1.2     Statement of Research Problem.

Infectious diseases are the number one cause of death world-wide, and in tropical countries it accounts for approximately 50% of death (Iwuet al., 1999). Apart from resistance, some antibiotics have serious undesirable side effects which limit their applications. Therefore, there is a serious need to develop new antimicrobial agents that are very effective with minimal side effects. Higher plants represent a potential source of novel antibiotic, prototypes (Maureer-Grims et al., 1996)
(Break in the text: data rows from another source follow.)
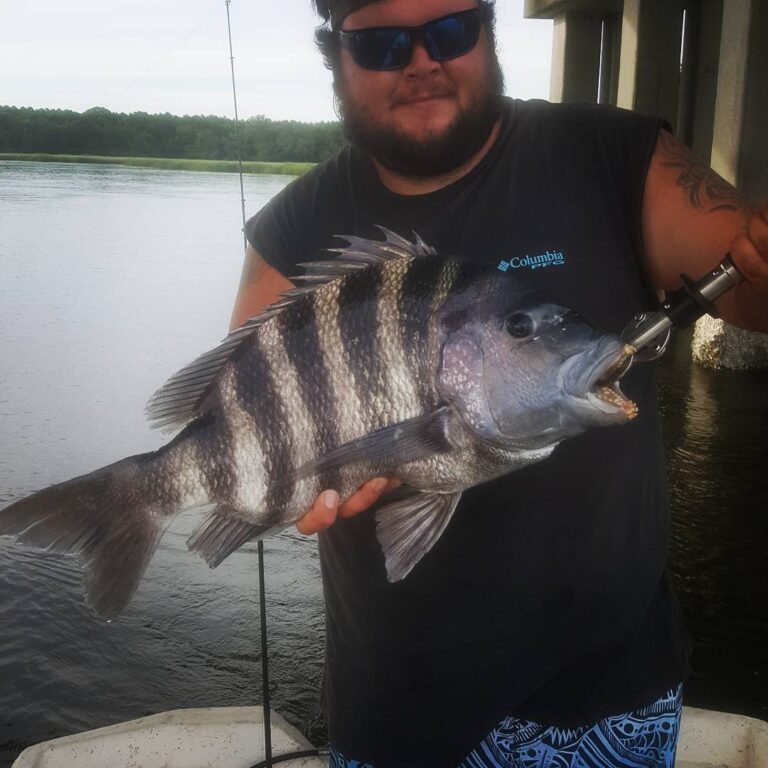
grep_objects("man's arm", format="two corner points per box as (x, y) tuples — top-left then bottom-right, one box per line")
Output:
(229, 245), (400, 534)
(642, 131), (768, 332)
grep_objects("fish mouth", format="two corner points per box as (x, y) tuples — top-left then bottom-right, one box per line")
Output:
(575, 340), (638, 421)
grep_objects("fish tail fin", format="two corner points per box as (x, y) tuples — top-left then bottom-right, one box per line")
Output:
(0, 454), (169, 620)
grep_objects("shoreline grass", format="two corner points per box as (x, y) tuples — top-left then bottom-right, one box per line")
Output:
(0, 152), (315, 176)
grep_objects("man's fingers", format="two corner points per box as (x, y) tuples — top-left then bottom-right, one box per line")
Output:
(339, 477), (389, 517)
(729, 209), (768, 293)
(296, 491), (339, 536)
(296, 477), (402, 536)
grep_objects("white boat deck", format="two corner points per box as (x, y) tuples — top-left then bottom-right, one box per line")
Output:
(13, 707), (768, 768)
1.3     Justification of the Study.

Spermacoce verticillata has been used traditionally in the management of microbial infections. Literature search in scientific data base showed that no much phytochemical work was reported on the plant. Many plant extracts from other species of the family have been tested and found to have antimicrobial activities. This makes it necessary to search for drugs that may be more potent. This will go a long way to proposing a template or lead that can be used for designing other drugs.

Aims of the study:

The aim of the research is to carry out phytochemical studies on Spermacoce verticillata, and evaluate its anti-microbial activities.

1.4         Objectives of the Study.

To carry out preliminary phytochemical screening of S. verticillata using standard procedures. To isolate some of the biologically active compounds from the plants

To elucidate the structure of the isolated compounds using spectroscopic analysis To validate the anti-microbial activities of the plant

1.5         Statement of Research Hypothesis.

The whole plant of Spermacoce verticillata contains phytochemical constituents with antimicrobial activity.